È opinione di vari studi che l’età media bassa della popolazione africana, con un’aspettativa di vita minore che in occidente, una molteplicità di agenti patogeni, parassiti, virus e batteri, rappresentati da malattie endemiche come ebola, tubercolosi, morbillo, aids ed altri, sicuramente si traduce in una significativa stimolazione dei sistemi di difesa immunitaria; tutti fattori che contribuirebbero a rendere il Covid-19 quasi irrilevante.

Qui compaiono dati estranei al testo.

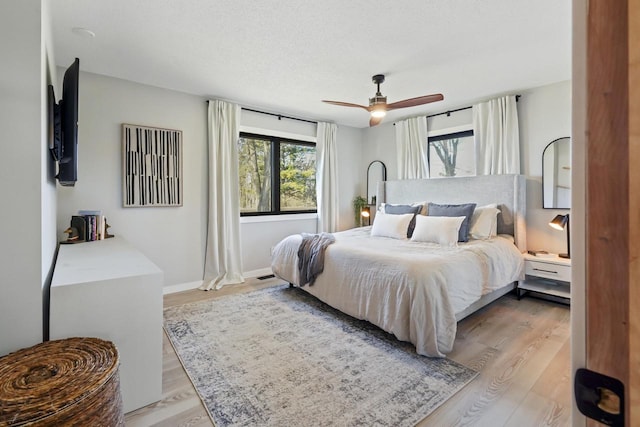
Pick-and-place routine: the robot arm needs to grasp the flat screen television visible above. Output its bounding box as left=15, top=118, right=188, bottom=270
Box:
left=48, top=58, right=80, bottom=187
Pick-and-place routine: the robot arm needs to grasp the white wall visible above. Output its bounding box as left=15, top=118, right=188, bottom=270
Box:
left=58, top=74, right=363, bottom=286
left=361, top=81, right=571, bottom=253
left=58, top=72, right=207, bottom=290
left=0, top=0, right=55, bottom=355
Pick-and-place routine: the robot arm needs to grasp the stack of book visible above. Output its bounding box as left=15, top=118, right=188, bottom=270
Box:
left=71, top=211, right=107, bottom=242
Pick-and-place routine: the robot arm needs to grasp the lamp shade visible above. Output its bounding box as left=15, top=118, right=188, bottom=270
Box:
left=549, top=214, right=569, bottom=230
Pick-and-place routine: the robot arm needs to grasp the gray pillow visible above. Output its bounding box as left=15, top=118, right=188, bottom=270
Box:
left=427, top=203, right=476, bottom=242
left=384, top=203, right=422, bottom=238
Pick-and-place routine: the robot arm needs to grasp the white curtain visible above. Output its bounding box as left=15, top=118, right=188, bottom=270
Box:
left=473, top=95, right=520, bottom=175
left=395, top=116, right=429, bottom=179
left=316, top=122, right=338, bottom=233
left=200, top=100, right=244, bottom=290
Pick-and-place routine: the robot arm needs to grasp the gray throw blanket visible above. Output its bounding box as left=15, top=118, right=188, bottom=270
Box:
left=298, top=233, right=336, bottom=286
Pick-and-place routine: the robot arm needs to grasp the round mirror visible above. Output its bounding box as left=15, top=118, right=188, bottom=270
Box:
left=542, top=137, right=571, bottom=209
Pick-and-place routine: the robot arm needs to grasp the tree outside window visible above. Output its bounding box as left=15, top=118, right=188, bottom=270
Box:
left=429, top=130, right=476, bottom=178
left=238, top=133, right=316, bottom=216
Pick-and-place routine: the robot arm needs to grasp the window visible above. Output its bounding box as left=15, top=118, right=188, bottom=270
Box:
left=238, top=132, right=316, bottom=216
left=428, top=130, right=476, bottom=178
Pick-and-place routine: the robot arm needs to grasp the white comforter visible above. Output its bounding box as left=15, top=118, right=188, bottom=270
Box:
left=271, top=227, right=524, bottom=357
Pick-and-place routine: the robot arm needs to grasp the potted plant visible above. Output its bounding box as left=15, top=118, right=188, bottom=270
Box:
left=353, top=196, right=368, bottom=226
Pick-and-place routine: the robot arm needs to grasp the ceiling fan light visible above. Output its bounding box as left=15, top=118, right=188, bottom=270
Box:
left=371, top=108, right=387, bottom=119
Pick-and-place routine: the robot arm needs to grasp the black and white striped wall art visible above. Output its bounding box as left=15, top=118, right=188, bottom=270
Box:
left=122, top=123, right=183, bottom=207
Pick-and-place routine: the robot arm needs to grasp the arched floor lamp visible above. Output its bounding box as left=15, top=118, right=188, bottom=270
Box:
left=549, top=214, right=571, bottom=259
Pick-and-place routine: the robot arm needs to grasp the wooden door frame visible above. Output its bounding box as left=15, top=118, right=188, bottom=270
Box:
left=571, top=0, right=640, bottom=426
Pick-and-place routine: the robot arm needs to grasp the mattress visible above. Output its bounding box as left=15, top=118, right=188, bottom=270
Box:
left=271, top=227, right=524, bottom=357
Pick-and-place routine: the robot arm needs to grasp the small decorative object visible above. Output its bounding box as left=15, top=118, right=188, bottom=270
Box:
left=360, top=206, right=371, bottom=225
left=104, top=218, right=113, bottom=239
left=353, top=196, right=367, bottom=226
left=60, top=227, right=84, bottom=244
left=122, top=124, right=183, bottom=207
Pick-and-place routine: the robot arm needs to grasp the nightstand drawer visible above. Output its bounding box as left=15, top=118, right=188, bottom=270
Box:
left=525, top=260, right=571, bottom=282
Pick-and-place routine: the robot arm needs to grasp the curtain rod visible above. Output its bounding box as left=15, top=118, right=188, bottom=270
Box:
left=242, top=107, right=318, bottom=125
left=408, top=95, right=522, bottom=120
left=207, top=100, right=318, bottom=125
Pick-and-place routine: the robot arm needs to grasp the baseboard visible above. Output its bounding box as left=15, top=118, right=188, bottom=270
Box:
left=162, top=280, right=202, bottom=295
left=242, top=267, right=273, bottom=279
left=162, top=267, right=272, bottom=295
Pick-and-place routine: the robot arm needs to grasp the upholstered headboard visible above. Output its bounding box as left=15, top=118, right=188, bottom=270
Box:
left=377, top=175, right=527, bottom=252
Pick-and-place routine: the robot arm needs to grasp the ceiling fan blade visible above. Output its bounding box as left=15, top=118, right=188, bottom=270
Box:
left=369, top=117, right=382, bottom=126
left=387, top=93, right=444, bottom=110
left=322, top=99, right=369, bottom=111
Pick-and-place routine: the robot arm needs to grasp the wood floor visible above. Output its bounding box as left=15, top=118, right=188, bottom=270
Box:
left=125, top=279, right=571, bottom=427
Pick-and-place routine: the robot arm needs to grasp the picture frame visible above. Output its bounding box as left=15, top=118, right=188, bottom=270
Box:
left=122, top=123, right=183, bottom=207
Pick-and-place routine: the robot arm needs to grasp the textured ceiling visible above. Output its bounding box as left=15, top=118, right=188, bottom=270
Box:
left=50, top=0, right=571, bottom=127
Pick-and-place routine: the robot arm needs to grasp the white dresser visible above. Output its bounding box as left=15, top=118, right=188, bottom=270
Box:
left=49, top=237, right=163, bottom=412
left=517, top=254, right=571, bottom=302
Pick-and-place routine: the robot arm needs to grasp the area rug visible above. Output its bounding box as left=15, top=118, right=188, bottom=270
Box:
left=164, top=285, right=477, bottom=427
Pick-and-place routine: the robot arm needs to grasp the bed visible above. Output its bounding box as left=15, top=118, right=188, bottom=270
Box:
left=272, top=175, right=526, bottom=357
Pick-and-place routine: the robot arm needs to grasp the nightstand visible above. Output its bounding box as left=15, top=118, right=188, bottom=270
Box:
left=516, top=254, right=571, bottom=303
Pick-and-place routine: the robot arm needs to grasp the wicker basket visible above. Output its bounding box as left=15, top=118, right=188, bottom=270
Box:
left=0, top=338, right=124, bottom=426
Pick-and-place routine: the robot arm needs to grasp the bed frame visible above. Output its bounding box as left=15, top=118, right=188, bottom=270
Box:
left=377, top=175, right=527, bottom=321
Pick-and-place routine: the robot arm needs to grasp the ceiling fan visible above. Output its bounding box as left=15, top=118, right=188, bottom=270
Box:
left=322, top=74, right=444, bottom=126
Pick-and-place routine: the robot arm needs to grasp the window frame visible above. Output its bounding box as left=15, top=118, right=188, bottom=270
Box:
left=427, top=129, right=477, bottom=179
left=238, top=131, right=318, bottom=217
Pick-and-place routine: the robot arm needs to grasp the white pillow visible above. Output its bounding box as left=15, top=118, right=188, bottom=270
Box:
left=411, top=215, right=466, bottom=246
left=371, top=212, right=414, bottom=239
left=469, top=203, right=500, bottom=239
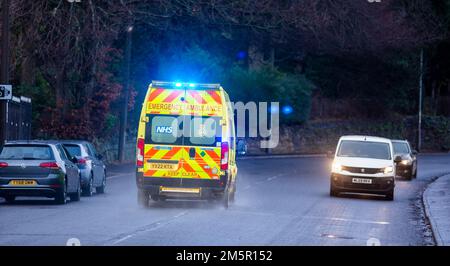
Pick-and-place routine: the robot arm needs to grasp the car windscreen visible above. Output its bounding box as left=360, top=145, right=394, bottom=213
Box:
left=0, top=145, right=54, bottom=160
left=64, top=144, right=81, bottom=156
left=392, top=142, right=409, bottom=154
left=338, top=140, right=392, bottom=160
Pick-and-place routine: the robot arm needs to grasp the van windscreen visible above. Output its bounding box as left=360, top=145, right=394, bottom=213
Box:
left=338, top=140, right=391, bottom=160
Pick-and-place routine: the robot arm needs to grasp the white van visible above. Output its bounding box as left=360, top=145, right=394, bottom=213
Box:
left=330, top=136, right=401, bottom=200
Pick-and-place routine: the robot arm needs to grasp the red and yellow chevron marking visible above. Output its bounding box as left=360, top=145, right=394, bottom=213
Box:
left=147, top=88, right=185, bottom=115
left=147, top=88, right=223, bottom=116
left=144, top=145, right=220, bottom=179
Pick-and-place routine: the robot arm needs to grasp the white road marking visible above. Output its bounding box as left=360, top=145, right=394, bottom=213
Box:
left=112, top=211, right=188, bottom=245
left=106, top=173, right=131, bottom=179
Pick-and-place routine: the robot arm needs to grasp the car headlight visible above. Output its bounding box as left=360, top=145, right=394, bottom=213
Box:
left=331, top=162, right=342, bottom=173
left=384, top=166, right=394, bottom=174
left=401, top=160, right=412, bottom=165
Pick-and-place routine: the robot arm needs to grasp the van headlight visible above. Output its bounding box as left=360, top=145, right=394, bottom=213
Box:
left=331, top=162, right=342, bottom=173
left=401, top=159, right=412, bottom=165
left=384, top=166, right=394, bottom=174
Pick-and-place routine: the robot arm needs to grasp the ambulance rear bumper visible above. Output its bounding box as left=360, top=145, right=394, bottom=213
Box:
left=136, top=172, right=228, bottom=198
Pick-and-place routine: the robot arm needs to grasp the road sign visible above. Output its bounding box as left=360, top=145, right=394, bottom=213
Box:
left=0, top=84, right=12, bottom=100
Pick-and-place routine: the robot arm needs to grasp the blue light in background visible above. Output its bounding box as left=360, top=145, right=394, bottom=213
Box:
left=270, top=105, right=279, bottom=114
left=281, top=105, right=294, bottom=115
left=236, top=51, right=247, bottom=60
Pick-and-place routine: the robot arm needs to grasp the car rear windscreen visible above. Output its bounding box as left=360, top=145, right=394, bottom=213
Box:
left=63, top=144, right=81, bottom=156
left=338, top=140, right=391, bottom=160
left=392, top=142, right=409, bottom=154
left=0, top=145, right=54, bottom=160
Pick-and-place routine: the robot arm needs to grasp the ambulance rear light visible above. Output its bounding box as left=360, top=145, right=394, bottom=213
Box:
left=220, top=142, right=230, bottom=170
left=152, top=81, right=220, bottom=89
left=136, top=138, right=144, bottom=167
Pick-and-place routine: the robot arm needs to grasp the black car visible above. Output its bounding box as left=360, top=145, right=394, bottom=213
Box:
left=0, top=141, right=81, bottom=204
left=392, top=140, right=417, bottom=180
left=60, top=140, right=106, bottom=197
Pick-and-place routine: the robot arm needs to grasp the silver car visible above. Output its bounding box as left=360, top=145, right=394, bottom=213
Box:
left=60, top=140, right=106, bottom=197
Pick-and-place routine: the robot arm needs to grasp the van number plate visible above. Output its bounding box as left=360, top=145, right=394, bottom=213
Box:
left=148, top=163, right=178, bottom=171
left=352, top=178, right=372, bottom=184
left=9, top=180, right=37, bottom=186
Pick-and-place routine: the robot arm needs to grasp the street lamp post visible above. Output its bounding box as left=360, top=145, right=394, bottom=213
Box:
left=417, top=48, right=423, bottom=151
left=118, top=25, right=133, bottom=162
left=0, top=0, right=10, bottom=152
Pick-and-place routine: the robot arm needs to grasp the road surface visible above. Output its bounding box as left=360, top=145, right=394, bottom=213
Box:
left=0, top=154, right=450, bottom=245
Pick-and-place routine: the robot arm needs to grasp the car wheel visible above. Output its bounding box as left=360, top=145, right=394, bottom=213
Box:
left=83, top=175, right=94, bottom=197
left=95, top=173, right=106, bottom=194
left=55, top=180, right=67, bottom=204
left=137, top=189, right=150, bottom=207
left=330, top=186, right=339, bottom=197
left=5, top=195, right=16, bottom=203
left=222, top=188, right=230, bottom=209
left=386, top=189, right=394, bottom=201
left=229, top=184, right=236, bottom=203
left=70, top=176, right=81, bottom=201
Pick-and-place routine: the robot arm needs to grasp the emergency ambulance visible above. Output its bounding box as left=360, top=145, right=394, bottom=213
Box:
left=136, top=81, right=237, bottom=208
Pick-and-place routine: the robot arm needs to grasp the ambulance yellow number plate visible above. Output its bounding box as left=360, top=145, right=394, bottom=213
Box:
left=148, top=163, right=178, bottom=171
left=161, top=187, right=200, bottom=194
left=9, top=180, right=37, bottom=186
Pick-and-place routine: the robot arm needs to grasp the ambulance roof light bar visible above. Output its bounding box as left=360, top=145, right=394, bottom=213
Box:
left=152, top=80, right=220, bottom=89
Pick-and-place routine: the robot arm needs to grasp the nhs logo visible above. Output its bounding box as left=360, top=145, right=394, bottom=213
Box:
left=156, top=126, right=173, bottom=134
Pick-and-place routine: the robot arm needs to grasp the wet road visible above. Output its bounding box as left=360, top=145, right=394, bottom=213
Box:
left=0, top=154, right=450, bottom=245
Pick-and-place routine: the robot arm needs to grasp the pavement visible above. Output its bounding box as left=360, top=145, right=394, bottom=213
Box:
left=423, top=175, right=450, bottom=246
left=0, top=154, right=450, bottom=246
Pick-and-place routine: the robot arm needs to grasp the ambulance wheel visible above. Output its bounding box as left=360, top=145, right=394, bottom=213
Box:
left=138, top=189, right=150, bottom=207
left=229, top=184, right=236, bottom=202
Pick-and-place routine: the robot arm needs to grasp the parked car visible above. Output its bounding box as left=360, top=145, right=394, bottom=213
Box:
left=61, top=140, right=106, bottom=197
left=0, top=141, right=81, bottom=204
left=330, top=136, right=401, bottom=200
left=392, top=140, right=417, bottom=180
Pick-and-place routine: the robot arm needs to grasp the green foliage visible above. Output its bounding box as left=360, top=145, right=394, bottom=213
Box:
left=14, top=72, right=55, bottom=125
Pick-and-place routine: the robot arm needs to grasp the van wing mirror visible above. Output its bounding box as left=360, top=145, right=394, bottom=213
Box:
left=236, top=139, right=248, bottom=156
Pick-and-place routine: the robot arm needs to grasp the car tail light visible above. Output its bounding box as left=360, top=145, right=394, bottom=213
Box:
left=78, top=158, right=87, bottom=164
left=136, top=139, right=144, bottom=167
left=39, top=162, right=59, bottom=170
left=220, top=142, right=230, bottom=170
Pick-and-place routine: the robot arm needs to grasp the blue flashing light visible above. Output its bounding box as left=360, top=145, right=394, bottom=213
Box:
left=281, top=105, right=294, bottom=115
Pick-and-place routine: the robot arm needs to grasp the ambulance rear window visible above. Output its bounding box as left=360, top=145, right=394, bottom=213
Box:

Inoltre Shabir Madhi, ma anche Elisabeth Carniel, direttrice del Centro Pasteur in Camerun, sostengono, anche se con cautela, che la seconda ondata di virulenza sarà meno incisiva della precedente dei primi mesi del 2020, e che molto probabilmente, come altri Coronavirus, il Covid-19 rimarrà in Africa come “fastidio stagionale”; mentre in Europa e in Italia in particolare, sarà una catastrofe umanitaria con pochi e dubbi decessi giornalieri ed infettati asintomatici; ma soprattutto con una economia diretta inutilmente verso il baratro.

Se l’obiettivo dei “conduttori del pianeta” era quello di un azzeramento globale del “sistema umano” per poi ricostruire tutto in modo meno impattante per il mondo, forse era meglio scegliere un’altra strada, piuttosto che seminare una banale paura, quella paura ben descritta da Jean Delumeau nella sua opera dal titolo “La paura in Occidente: Storia della paura nell’età moderna”; ma oggi siamo in età contemporanea e se la società italiana ha creduto che l’Unità d’Italia sia stata guidata solo dallo spirito risorgimentale e dal patriottismo e che il referendum del 1946 è stato vinto dai repubblicani, può anche credere che il Covid-19 sterminerà la popolazione mondiale.